February 19th, 2009 by David Entwistle Posted in Film
Precisely twenty-one grams, we are told by Dr MacDougall of Massachusetts, who in 1907 put several dying patients on a scale and reportedly noticed a sudden drop in their weight at the moment of death. The results were soon discredited, but the unusual experiment still resonates.
Almost a hundred years later, Alejandro González Iñárritu referred to the experiment in the title of his film 21 Grams. A man and his two daughters are run down and killed crossing the street, and the film follows the repercussions of the deaths for those left behind.
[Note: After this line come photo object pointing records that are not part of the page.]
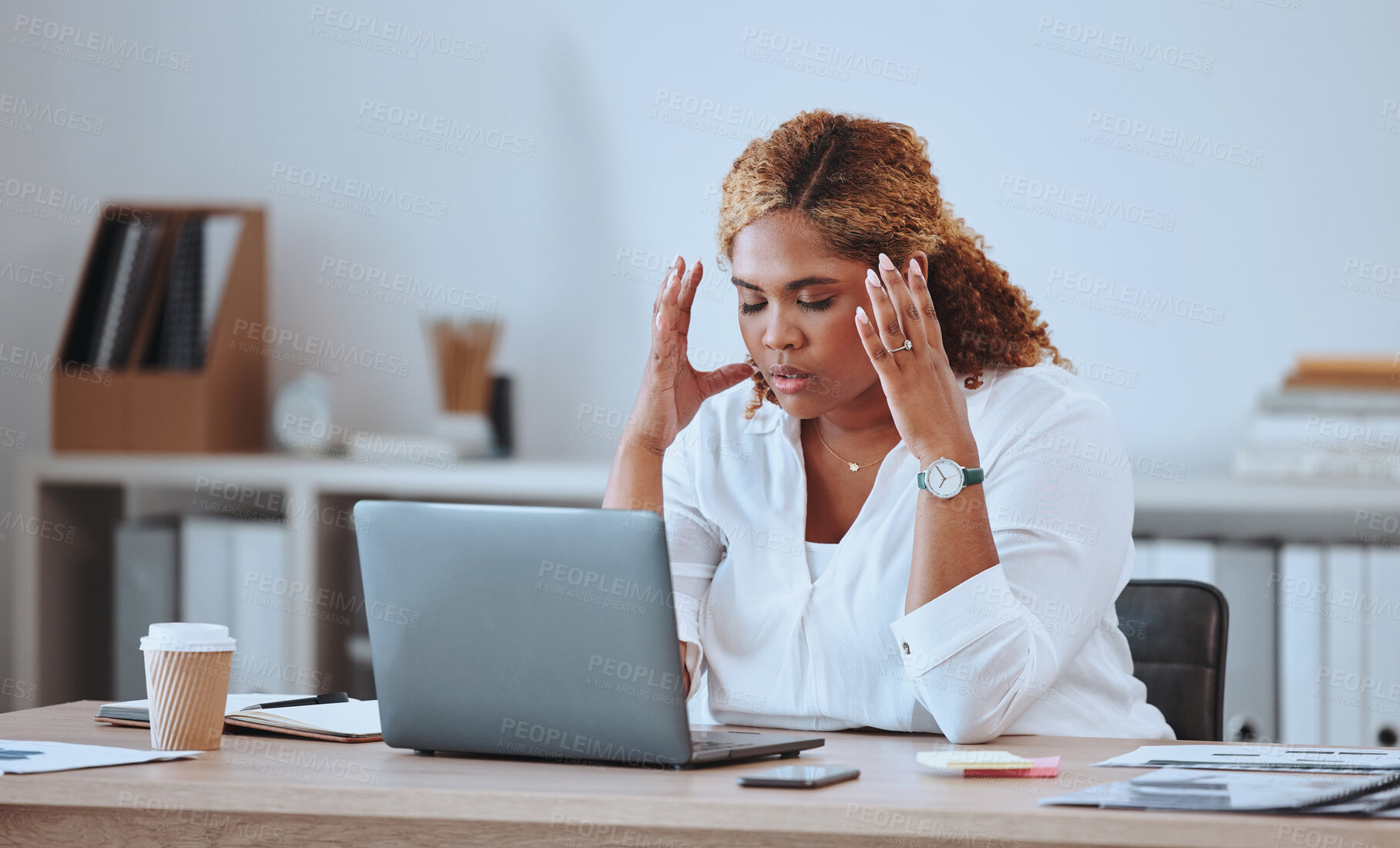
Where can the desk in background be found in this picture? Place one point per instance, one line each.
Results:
(281, 791)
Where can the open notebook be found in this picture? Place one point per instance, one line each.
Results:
(355, 721)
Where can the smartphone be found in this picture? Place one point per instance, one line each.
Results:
(799, 777)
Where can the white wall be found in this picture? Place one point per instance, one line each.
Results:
(619, 167)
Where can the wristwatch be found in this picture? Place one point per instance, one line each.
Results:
(945, 477)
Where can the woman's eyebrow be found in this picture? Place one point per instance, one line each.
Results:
(801, 283)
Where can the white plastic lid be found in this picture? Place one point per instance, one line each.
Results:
(185, 636)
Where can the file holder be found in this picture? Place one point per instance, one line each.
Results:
(135, 406)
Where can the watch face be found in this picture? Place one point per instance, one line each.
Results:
(944, 477)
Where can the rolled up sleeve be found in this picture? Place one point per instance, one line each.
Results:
(1060, 504)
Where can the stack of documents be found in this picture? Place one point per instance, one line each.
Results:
(1269, 757)
(353, 721)
(1245, 792)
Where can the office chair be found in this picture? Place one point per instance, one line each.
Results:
(1176, 634)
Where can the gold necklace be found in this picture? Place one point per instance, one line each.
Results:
(853, 466)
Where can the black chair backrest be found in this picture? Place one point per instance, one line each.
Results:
(1176, 634)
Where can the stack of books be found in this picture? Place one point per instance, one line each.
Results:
(1334, 419)
(154, 269)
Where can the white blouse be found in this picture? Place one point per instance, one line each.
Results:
(1029, 645)
(818, 557)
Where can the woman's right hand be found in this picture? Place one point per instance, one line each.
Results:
(671, 388)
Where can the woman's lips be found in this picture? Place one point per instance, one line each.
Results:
(791, 385)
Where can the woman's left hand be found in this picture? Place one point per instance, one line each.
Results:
(920, 386)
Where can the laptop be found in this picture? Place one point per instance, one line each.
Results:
(532, 631)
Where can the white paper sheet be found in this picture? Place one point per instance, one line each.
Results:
(355, 718)
(24, 756)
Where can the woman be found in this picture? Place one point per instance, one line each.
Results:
(821, 580)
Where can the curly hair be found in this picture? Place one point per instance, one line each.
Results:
(868, 188)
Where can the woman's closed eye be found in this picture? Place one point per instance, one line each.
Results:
(811, 305)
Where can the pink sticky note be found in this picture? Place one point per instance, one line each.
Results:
(1042, 767)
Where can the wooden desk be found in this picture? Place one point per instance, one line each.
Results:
(279, 791)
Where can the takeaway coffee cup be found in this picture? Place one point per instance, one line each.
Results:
(187, 683)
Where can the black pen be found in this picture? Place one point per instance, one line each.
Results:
(331, 697)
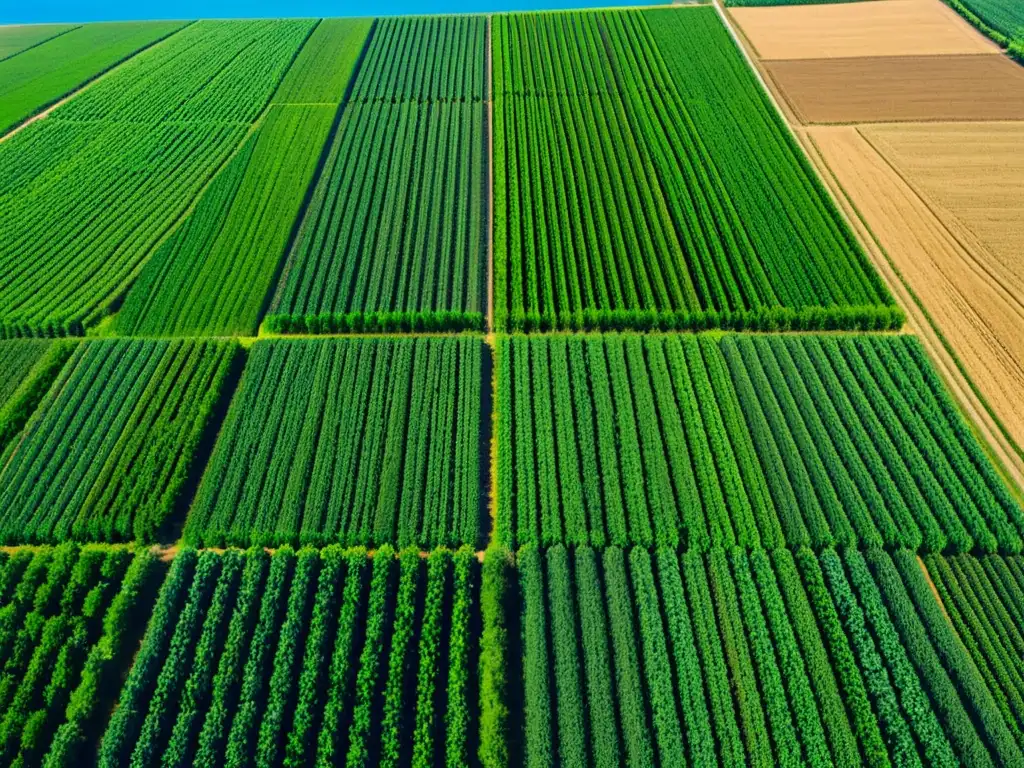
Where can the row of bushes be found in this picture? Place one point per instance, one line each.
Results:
(341, 323)
(868, 317)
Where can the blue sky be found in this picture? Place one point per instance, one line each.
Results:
(29, 11)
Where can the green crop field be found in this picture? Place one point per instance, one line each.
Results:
(44, 73)
(13, 40)
(840, 658)
(29, 366)
(984, 598)
(118, 165)
(307, 658)
(111, 445)
(756, 441)
(369, 441)
(394, 238)
(1000, 19)
(624, 192)
(482, 390)
(68, 623)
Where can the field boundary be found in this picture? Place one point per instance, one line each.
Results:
(1010, 459)
(1011, 297)
(995, 439)
(491, 180)
(47, 109)
(276, 284)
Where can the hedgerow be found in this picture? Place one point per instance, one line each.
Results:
(624, 200)
(757, 441)
(364, 441)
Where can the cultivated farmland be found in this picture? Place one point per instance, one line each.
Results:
(984, 599)
(44, 73)
(610, 179)
(113, 443)
(29, 366)
(888, 89)
(884, 28)
(214, 273)
(68, 625)
(971, 310)
(393, 238)
(364, 441)
(16, 39)
(1005, 17)
(761, 658)
(756, 441)
(118, 165)
(497, 390)
(321, 657)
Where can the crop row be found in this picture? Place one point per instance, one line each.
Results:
(559, 656)
(215, 273)
(89, 192)
(393, 237)
(29, 367)
(15, 39)
(38, 77)
(359, 441)
(321, 657)
(68, 624)
(780, 658)
(624, 199)
(211, 72)
(114, 441)
(321, 73)
(743, 440)
(424, 59)
(984, 599)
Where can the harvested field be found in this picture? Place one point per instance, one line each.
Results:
(973, 177)
(978, 317)
(888, 28)
(901, 88)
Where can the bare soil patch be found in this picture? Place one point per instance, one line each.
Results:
(887, 28)
(901, 88)
(978, 317)
(973, 177)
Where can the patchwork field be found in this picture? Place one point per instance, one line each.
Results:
(323, 657)
(886, 28)
(44, 73)
(972, 177)
(365, 441)
(116, 167)
(901, 88)
(756, 441)
(841, 658)
(112, 445)
(628, 206)
(332, 477)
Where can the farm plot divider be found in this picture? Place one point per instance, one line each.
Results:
(751, 440)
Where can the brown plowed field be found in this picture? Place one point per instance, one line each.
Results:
(973, 175)
(978, 317)
(886, 28)
(894, 89)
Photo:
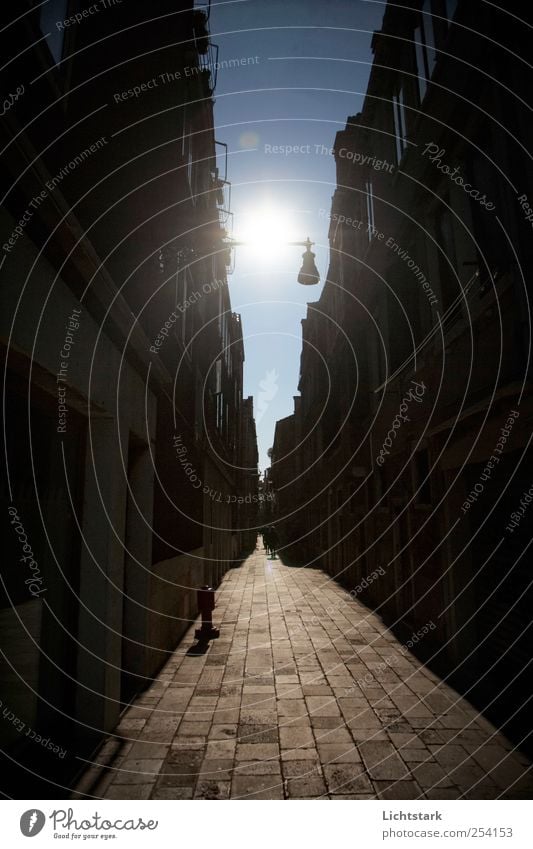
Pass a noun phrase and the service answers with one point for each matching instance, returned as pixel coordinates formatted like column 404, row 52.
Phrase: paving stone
column 343, row 778
column 212, row 789
column 322, row 706
column 338, row 753
column 299, row 754
column 258, row 768
column 182, row 793
column 292, row 738
column 208, row 726
column 257, row 751
column 295, row 769
column 220, row 749
column 398, row 790
column 256, row 787
column 222, row 732
column 138, row 770
column 129, row 791
column 306, row 787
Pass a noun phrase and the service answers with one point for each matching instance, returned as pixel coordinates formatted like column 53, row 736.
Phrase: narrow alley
column 306, row 694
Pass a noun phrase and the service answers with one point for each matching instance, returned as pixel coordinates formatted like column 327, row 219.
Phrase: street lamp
column 308, row 274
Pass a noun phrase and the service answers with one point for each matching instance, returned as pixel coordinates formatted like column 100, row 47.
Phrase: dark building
column 123, row 381
column 416, row 408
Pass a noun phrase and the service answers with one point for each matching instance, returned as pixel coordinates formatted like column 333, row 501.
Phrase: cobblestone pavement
column 305, row 695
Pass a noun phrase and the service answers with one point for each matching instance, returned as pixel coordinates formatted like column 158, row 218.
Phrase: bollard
column 206, row 605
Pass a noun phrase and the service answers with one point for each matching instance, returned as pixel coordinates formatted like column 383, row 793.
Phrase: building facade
column 416, row 411
column 126, row 427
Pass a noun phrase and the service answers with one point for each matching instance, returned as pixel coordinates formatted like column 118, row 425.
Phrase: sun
column 265, row 230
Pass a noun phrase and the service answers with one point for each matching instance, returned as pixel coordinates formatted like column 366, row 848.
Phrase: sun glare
column 265, row 230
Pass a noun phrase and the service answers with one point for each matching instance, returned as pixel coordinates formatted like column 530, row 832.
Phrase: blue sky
column 293, row 89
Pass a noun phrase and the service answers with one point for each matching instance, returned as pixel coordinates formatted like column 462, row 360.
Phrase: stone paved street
column 305, row 695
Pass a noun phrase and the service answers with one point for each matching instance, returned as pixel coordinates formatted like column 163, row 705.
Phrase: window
column 398, row 107
column 450, row 9
column 422, row 477
column 426, row 54
column 447, row 258
column 50, row 14
column 369, row 209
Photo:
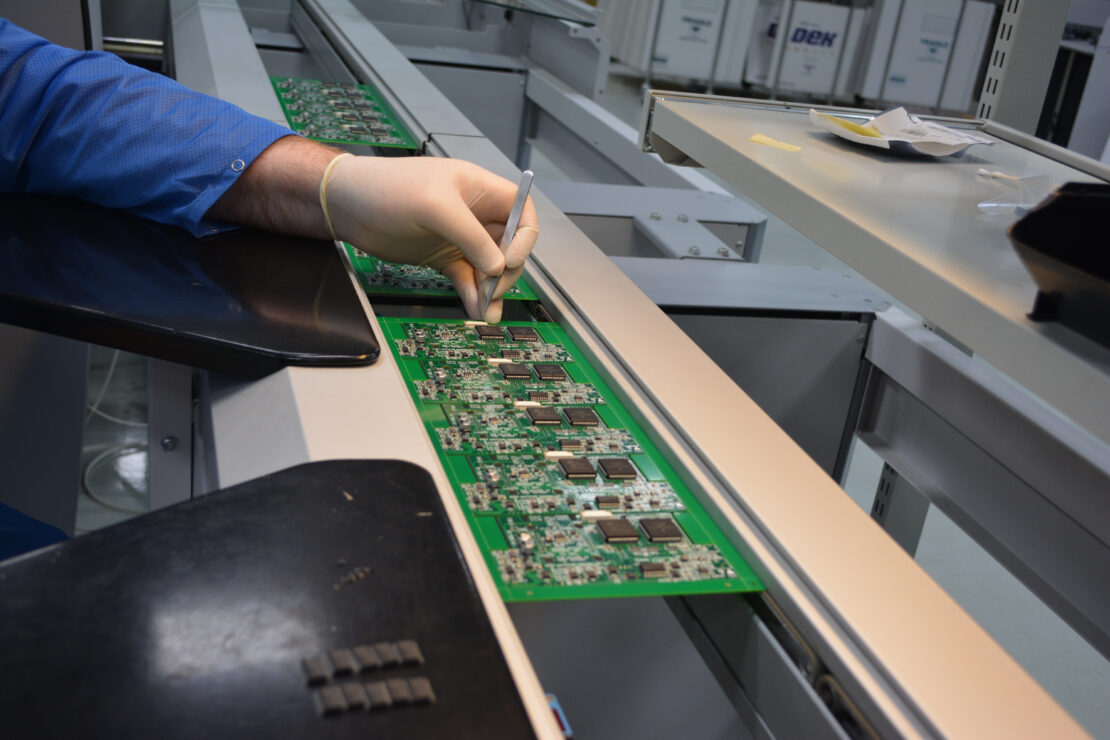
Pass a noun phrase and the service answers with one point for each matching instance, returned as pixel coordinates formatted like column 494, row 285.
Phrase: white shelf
column 910, row 225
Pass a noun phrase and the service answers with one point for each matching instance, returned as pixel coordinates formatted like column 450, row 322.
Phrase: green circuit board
column 381, row 277
column 341, row 113
column 564, row 492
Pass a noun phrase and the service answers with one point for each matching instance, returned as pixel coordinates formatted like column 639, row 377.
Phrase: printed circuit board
column 341, row 113
column 564, row 492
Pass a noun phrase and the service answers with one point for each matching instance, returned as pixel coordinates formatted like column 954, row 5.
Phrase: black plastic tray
column 1061, row 244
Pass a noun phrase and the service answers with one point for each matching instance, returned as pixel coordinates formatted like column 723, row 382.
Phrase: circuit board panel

The man driving the car is crazed with guilt and attempts suicide. The distraught widow finds solace in cocaine and revenge. A third character, who receives a heart from the dead father, finds the widow, and together they plan to kill the driver. The film ends in a mess of blood and broken relationships. “How much does a life weigh?” asks a narrator at the end of the film. A great deal, we conclude, when we imagine the pain and destruction a death causes to those around it.
But what about the old man without a family, who dies in his home and isn’t discovered until the neighbours smell something strange? Does his life weigh less? 21 Grams would say so. In some respects the film is right – the old man’s life will leave little pain behind it. But the Bible gives us a different picture. God doesn’t value a life by its relationships to other people, but by its relationship to himself.
God values a life more than anything else, because God created the life and owns the life. Life is afforded the honour and dignity due to God, because it bears the image of the one who created it. We see God’s value of life most clearly when we consider what he did through Christ: God gave up his Son to death so that we could have life.
How much does a life weigh? Iñárritu was on the right track when he said it was hefty, but he drastically underestimated. Death is tragic because it breaks relationships and causes pain. But more than that, death desecrates God’s image, robs him of his most valued possession and destroys everything good. To God, life is the heaviest thing there is.
Photo by glowingstar via Flickr


One Response to “How much does a life weigh?”
By Jon Rumble on Feb 19, 2009
Huge dilemma in the realm of medical ethics.
If every life is of infinite (or equal) value you would treat all people the same, no expense would be spared.
Yet with limited resources there’s only so much you can do – value judgements are made based on ‘quality of life’ all the time. Age, mental and functional capacity, comorbid medical conditions. On the individual level it seems heartless – all people are of equal value. On the other hand it would be irresponsible not to use what we have for those who will most benefit from it.
Is the bible’s understanding of life and death more nuanced than that? Cf Gen 3:19, Gen 3:22, Gen 6:3, Heb 9:27. What you’re describing I’d call murder, not death.